静かに闘志を燃やした。中日の高橋周平内野手(29)が値千金の決勝打を放った。

 1日のソフトバンク戦(ペイペイ)でチームは6―5と接戦を制し、今季初となる3カード連続の勝ち越しに成功。チームを勝利に導いたのは、ベンチで控え選手に甘んじてきた高橋周だ。

 7回から守備固めで出場すると、5―5の同点で迎えた8回二死一塁で5番手・津森の直球を捉え、左中間を破る適時二塁打を放ち、勝ち越した。

 ヒーローとなった高橋周は「久しぶりの打席だったので、結果はどうあれ、初球から振ろうと思っていた。いいところで打てたので素直にうれしい。いい結果になって良かった」と安堵の表情を浮かべた。
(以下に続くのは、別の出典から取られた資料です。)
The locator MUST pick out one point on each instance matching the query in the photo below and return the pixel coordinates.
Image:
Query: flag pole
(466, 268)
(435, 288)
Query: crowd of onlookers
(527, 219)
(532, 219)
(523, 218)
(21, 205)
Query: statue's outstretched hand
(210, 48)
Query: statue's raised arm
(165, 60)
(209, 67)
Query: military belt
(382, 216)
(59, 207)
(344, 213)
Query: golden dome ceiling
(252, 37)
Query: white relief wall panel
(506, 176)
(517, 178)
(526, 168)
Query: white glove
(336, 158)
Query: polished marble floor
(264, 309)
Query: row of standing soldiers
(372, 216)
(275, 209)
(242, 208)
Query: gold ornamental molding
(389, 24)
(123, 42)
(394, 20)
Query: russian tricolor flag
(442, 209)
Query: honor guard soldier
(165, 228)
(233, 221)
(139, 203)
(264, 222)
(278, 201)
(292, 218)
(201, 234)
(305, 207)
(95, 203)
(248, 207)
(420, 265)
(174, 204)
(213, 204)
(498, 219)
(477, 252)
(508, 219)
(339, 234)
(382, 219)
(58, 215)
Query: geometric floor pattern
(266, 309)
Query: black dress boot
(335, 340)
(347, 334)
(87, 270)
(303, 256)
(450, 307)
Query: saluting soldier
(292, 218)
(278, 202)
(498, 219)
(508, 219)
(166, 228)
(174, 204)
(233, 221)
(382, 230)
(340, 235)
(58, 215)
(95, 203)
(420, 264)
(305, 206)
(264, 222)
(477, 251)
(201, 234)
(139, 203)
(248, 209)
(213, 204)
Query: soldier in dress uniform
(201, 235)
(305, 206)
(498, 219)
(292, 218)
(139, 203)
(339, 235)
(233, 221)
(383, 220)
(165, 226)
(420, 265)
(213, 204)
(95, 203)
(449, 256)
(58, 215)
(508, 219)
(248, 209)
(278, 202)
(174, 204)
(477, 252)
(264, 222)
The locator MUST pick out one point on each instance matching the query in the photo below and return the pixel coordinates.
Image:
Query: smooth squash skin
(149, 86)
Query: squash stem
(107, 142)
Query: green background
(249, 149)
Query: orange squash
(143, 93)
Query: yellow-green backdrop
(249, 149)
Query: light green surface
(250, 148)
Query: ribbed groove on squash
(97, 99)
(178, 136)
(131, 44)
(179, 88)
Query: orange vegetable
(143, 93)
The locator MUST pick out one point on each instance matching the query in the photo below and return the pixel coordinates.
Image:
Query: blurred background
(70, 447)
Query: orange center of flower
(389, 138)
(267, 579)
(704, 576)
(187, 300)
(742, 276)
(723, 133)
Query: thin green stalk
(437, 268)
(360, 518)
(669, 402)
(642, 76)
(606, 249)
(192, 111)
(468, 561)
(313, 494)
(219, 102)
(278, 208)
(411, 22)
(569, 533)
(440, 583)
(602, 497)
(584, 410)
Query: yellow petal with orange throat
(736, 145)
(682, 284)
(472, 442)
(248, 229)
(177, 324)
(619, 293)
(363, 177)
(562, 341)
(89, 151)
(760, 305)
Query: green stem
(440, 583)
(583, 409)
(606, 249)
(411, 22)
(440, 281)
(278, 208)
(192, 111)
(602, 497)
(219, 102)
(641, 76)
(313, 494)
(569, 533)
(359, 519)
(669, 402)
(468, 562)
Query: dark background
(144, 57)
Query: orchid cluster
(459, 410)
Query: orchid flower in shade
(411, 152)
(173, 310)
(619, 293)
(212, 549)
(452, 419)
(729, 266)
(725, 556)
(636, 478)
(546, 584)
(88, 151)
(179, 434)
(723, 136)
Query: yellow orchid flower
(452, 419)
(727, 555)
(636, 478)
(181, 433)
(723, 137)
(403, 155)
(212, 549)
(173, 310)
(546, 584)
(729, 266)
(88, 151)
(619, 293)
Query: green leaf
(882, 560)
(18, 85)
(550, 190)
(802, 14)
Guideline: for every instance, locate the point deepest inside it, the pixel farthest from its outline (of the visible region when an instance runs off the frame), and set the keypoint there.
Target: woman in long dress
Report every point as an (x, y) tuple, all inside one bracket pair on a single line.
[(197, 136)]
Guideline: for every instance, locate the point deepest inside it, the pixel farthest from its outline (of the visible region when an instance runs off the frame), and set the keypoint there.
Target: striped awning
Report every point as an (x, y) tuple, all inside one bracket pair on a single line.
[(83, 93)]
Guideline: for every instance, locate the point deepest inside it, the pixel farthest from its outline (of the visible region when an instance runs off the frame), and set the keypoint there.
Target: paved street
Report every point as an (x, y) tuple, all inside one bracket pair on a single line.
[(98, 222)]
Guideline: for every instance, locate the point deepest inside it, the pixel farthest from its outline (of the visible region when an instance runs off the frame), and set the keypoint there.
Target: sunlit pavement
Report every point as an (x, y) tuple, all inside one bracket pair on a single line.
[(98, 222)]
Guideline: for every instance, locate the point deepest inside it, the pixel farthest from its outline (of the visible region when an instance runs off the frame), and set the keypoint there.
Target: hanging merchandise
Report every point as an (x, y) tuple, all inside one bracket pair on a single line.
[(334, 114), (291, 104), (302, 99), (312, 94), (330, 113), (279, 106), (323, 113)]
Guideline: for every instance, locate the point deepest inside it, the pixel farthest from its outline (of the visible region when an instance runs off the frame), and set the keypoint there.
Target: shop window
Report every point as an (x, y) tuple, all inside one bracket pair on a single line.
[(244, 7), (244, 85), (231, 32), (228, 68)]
 今季は開幕スタメンで出場していたが、4月14日に左ヒザの故障から復帰した石川昂に三塁レギュラーの座を奪われた。ベンチ要員となり、主に代打や守備固めでの途中出場を余儀なくされ、1日現在、打率1割8分4厘、0本塁打、4打点と低迷。4月29日のDeNA戦(バンテリン)以来、約1か月以上ぶりの安打と打点をマークし「出ていないですからね」と言いつつも「全然そこは気にしていない。自分のやることだけ、しっかりやっていこうと思う」と前向きに話す。

 その上で「いい形で勝てたのでまた明日から勝てるようにやっていきたい」と意気込んだ。